The first approach could reduce the rate at which data had to be read from display memory. For example, if one used tiles that were 16x16 and could each have four colors chosen from a set of 256, then without using any extra RAM in the FPGA one could reduce the number of memory reads per 16 pixels to eight (four color values, plus four bytes for the bitmap). If one added 160 bytes' worth of buffering/RAM(*) to the FPGA, one could reduce the number of memory reads per 16 pixels to four, using an extra 160 reads every 16 scan lines to read the next set of tile colors. If one wanted 16 colors per tile, the second approach would require an extra 640 bytes of RAM unless one placed some restrictions on the number of different palettes that could exist on a line.

The second approach would probably increase rather than reduce the total memory bandwidth required to produce a display, but would reduce the amount of memory that would have to be updated to change the display--one could change a byte or two to update an 8x8 or 16x16 area of the screen. Depending upon what you're trying to display, it may be helpful when using this style of approach to use one memory device to hold the tile shapes, and another to hold the tile selection. One might, for example, use a fast 32Kx8 RAM to hold a couple 80x60 tile maps with two bytes per tile. If the FPGA didn't have any buffering, it would have to read one byte every four pixels; even with a 40ns static RAM, that would leave plenty of time for the CPU to update the display (an entire screen would only be 9600 bytes). The memory bandwidth for reading out the tile shapes would be no better than it is now, but that part of memory wouldn't have to be updated.
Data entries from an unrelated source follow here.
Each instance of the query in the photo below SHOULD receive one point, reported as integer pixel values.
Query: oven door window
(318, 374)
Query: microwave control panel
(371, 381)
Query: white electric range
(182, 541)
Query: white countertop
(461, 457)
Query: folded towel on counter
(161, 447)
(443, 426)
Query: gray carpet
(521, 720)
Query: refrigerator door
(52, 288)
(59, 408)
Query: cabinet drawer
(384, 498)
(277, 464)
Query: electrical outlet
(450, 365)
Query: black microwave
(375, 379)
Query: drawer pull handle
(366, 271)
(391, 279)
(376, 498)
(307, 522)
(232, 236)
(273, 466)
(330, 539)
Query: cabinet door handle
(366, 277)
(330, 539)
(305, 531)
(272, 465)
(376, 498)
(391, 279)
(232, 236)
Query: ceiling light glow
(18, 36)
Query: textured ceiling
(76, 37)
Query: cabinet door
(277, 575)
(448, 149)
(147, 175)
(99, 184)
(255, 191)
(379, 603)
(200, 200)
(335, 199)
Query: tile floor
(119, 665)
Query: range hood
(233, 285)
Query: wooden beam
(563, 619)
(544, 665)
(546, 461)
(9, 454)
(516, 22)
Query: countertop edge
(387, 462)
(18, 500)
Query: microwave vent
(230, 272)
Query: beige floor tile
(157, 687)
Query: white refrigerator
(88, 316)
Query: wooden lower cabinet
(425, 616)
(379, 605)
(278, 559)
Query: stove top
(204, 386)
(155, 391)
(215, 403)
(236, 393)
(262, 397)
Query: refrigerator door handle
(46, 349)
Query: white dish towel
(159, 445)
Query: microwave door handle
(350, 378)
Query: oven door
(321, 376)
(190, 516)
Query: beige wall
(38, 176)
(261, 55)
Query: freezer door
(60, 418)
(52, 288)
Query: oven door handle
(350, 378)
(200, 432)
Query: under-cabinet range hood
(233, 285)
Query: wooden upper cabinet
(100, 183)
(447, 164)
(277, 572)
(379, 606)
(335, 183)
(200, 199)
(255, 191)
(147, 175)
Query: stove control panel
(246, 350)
Incidentally, if one didn't want to add a 32Kx8 RAM but could add add 320 bytes of buffering/RAM(**) to the FPGA, one could use a tile-map approach but have the CPU or DMA feed 160 bytes to the display every 8 scan lines. That would burden the controller somewhat even when nothing on the display was changing, but could simplify the circuitry.

(*) The buffer could be implemented as RAM, or as a sequence of 32 40-bit-long shift registers plus a little control logic.

(**) The buffer could be implemented as two 160-byte RAMs, or as two groups of sixteen 80-bit shift registers.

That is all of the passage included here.